The game is pretty basic, but it is a lot more entertaining since Naruto: Konoha Spirits supports two players. A second person can jump in at anytime for co-op play by pressing start. Having two people in one team makes Konoha Spirits way to easy, but it is a lot more fun to play with a friend than alone. Since the co-op system isn’t split screen you’re forced to wait for both players to move together. Once you master your skills by playing together you can challenge each other in Naruto: Konoha Spirits’ versus mode. Each player selects two ninja and then a stage to fight in. The versus mode isn’t as deep as a standard fighting game, but as a mini game it isn’t bad. There are no complex combos to learn, just the few moves your character has. In versus mode you can only play with characters you unlocked in the story mode, which means you start with Naruto and Kankuro. Thankfully unlocking characters is easy so your roster will fill up quickly.
Naruto: Konoha Spirits doesn’t offer anything spectacular and by the sixth chapter the repetition factor sets in. Compared to Uzumaki Ninden, Konoha Spirits offers a lot more. Two player support, larger levels and more playable characters makes this a game that Naruto fans will appreciate. The enhancements are going to please Naruto fans, but won’t really impress anyone else.

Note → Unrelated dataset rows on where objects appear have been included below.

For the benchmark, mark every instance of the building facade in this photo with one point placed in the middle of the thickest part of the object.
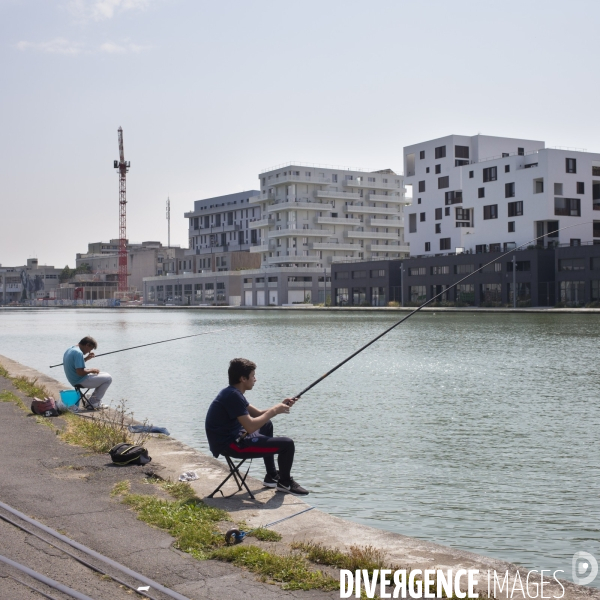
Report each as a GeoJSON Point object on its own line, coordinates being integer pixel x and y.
{"type": "Point", "coordinates": [28, 282]}
{"type": "Point", "coordinates": [315, 216]}
{"type": "Point", "coordinates": [485, 194]}
{"type": "Point", "coordinates": [219, 230]}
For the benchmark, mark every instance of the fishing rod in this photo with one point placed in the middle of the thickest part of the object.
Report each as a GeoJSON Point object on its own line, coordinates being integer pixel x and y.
{"type": "Point", "coordinates": [314, 383]}
{"type": "Point", "coordinates": [151, 344]}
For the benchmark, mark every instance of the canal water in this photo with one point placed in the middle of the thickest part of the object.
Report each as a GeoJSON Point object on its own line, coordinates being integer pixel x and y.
{"type": "Point", "coordinates": [473, 430]}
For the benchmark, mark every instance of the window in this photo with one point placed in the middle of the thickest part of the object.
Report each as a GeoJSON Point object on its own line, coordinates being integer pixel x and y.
{"type": "Point", "coordinates": [461, 151]}
{"type": "Point", "coordinates": [490, 212]}
{"type": "Point", "coordinates": [571, 264]}
{"type": "Point", "coordinates": [490, 174]}
{"type": "Point", "coordinates": [453, 197]}
{"type": "Point", "coordinates": [522, 266]}
{"type": "Point", "coordinates": [417, 293]}
{"type": "Point", "coordinates": [515, 209]}
{"type": "Point", "coordinates": [463, 269]}
{"type": "Point", "coordinates": [445, 270]}
{"type": "Point", "coordinates": [412, 223]}
{"type": "Point", "coordinates": [568, 207]}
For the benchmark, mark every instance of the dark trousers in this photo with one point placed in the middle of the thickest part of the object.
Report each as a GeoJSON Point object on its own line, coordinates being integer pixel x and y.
{"type": "Point", "coordinates": [266, 446]}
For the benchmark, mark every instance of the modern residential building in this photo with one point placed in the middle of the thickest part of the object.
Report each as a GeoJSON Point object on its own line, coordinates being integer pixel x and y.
{"type": "Point", "coordinates": [28, 282]}
{"type": "Point", "coordinates": [485, 194]}
{"type": "Point", "coordinates": [143, 260]}
{"type": "Point", "coordinates": [220, 233]}
{"type": "Point", "coordinates": [313, 216]}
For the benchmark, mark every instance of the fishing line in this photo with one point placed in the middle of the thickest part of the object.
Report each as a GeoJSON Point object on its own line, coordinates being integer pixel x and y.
{"type": "Point", "coordinates": [151, 344]}
{"type": "Point", "coordinates": [314, 383]}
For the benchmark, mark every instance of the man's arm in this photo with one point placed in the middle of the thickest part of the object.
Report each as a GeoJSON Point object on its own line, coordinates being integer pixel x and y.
{"type": "Point", "coordinates": [256, 418]}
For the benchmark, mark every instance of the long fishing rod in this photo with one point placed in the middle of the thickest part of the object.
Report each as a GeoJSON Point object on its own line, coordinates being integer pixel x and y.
{"type": "Point", "coordinates": [151, 344]}
{"type": "Point", "coordinates": [314, 383]}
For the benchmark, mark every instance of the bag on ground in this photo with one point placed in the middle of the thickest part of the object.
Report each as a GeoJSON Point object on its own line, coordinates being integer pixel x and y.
{"type": "Point", "coordinates": [129, 454]}
{"type": "Point", "coordinates": [45, 408]}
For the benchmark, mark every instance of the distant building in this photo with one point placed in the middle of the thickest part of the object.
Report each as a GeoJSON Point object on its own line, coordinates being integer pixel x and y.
{"type": "Point", "coordinates": [486, 194]}
{"type": "Point", "coordinates": [314, 216]}
{"type": "Point", "coordinates": [143, 260]}
{"type": "Point", "coordinates": [28, 282]}
{"type": "Point", "coordinates": [220, 235]}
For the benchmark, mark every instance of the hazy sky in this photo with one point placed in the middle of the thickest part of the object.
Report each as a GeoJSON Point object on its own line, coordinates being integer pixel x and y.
{"type": "Point", "coordinates": [211, 93]}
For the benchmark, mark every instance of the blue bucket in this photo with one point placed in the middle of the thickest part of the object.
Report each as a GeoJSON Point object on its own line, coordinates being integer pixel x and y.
{"type": "Point", "coordinates": [69, 397]}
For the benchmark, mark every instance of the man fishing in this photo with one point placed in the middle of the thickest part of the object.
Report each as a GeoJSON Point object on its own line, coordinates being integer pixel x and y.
{"type": "Point", "coordinates": [236, 428]}
{"type": "Point", "coordinates": [74, 361]}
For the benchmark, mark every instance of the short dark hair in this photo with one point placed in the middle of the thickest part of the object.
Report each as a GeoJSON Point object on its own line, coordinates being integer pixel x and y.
{"type": "Point", "coordinates": [89, 341]}
{"type": "Point", "coordinates": [238, 368]}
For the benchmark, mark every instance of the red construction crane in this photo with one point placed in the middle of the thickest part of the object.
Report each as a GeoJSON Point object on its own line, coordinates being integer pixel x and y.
{"type": "Point", "coordinates": [123, 169]}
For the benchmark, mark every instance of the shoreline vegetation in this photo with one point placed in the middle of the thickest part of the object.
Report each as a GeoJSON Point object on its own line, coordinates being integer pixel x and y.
{"type": "Point", "coordinates": [197, 528]}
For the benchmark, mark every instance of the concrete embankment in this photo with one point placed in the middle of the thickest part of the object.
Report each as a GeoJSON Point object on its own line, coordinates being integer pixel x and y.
{"type": "Point", "coordinates": [46, 501]}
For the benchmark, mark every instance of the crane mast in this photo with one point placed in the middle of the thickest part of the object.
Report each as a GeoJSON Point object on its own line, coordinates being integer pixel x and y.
{"type": "Point", "coordinates": [123, 168]}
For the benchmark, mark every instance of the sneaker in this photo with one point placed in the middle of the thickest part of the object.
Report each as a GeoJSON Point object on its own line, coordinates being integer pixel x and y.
{"type": "Point", "coordinates": [293, 488]}
{"type": "Point", "coordinates": [271, 481]}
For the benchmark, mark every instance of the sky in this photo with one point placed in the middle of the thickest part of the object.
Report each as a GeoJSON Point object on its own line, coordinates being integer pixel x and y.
{"type": "Point", "coordinates": [209, 94]}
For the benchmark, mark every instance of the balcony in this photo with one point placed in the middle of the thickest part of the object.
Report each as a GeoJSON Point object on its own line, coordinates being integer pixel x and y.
{"type": "Point", "coordinates": [337, 221]}
{"type": "Point", "coordinates": [371, 210]}
{"type": "Point", "coordinates": [287, 179]}
{"type": "Point", "coordinates": [261, 223]}
{"type": "Point", "coordinates": [334, 194]}
{"type": "Point", "coordinates": [388, 248]}
{"type": "Point", "coordinates": [298, 204]}
{"type": "Point", "coordinates": [300, 233]}
{"type": "Point", "coordinates": [396, 223]}
{"type": "Point", "coordinates": [277, 260]}
{"type": "Point", "coordinates": [260, 248]}
{"type": "Point", "coordinates": [389, 199]}
{"type": "Point", "coordinates": [370, 235]}
{"type": "Point", "coordinates": [369, 184]}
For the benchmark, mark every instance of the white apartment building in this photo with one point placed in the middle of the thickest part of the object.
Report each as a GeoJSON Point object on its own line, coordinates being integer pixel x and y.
{"type": "Point", "coordinates": [312, 216]}
{"type": "Point", "coordinates": [482, 193]}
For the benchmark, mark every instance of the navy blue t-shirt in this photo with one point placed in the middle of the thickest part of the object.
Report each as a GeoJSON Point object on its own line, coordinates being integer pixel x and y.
{"type": "Point", "coordinates": [222, 426]}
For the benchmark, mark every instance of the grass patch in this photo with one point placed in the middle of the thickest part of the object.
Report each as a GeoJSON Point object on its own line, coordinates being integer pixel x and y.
{"type": "Point", "coordinates": [291, 570]}
{"type": "Point", "coordinates": [358, 557]}
{"type": "Point", "coordinates": [101, 434]}
{"type": "Point", "coordinates": [7, 396]}
{"type": "Point", "coordinates": [121, 488]}
{"type": "Point", "coordinates": [30, 387]}
{"type": "Point", "coordinates": [265, 535]}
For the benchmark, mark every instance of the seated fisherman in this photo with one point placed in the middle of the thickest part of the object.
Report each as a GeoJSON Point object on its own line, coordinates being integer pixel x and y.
{"type": "Point", "coordinates": [230, 415]}
{"type": "Point", "coordinates": [74, 365]}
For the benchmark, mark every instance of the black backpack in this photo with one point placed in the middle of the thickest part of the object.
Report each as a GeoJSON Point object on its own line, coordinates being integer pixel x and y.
{"type": "Point", "coordinates": [128, 454]}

Unfortunately it doesn’t look like Naruto: Konoha Spirits is going to come out for all of the die hard fans in North America. The lifespan of the Playstation 2 is slipping and Naruto is allied with ninja from the sand since the game is set during the current filler arc. Here’s the good news, Naruto: Konoha Spirits is pretty import friendly. Game play is straight forward and even though the mission objectives are in Japanese they aren’t complicated. You also have the shadow clone Narutos to help you figure out where to go if you’re lost. Occasionally you have to read kana and simple kanji to solve puzzles, which can make some levels like the clock level frustrating. At this point you’re going to have to rely on a FAQ, but for the clock level I’ll give you a clue. First set the clock at 6 by punching it. A light attack makes the minute hand move 15 minutes and a heavy hit (triangle) makes the minute hand move 30 minutes. Set the clock to 6 and step back, a door will open. Go into that room and defeat all of the ninja. Read the tablet and go back to the clock and this time set it for 8. This opens a door inside the clock tower and you should be able to figure out what to do from there.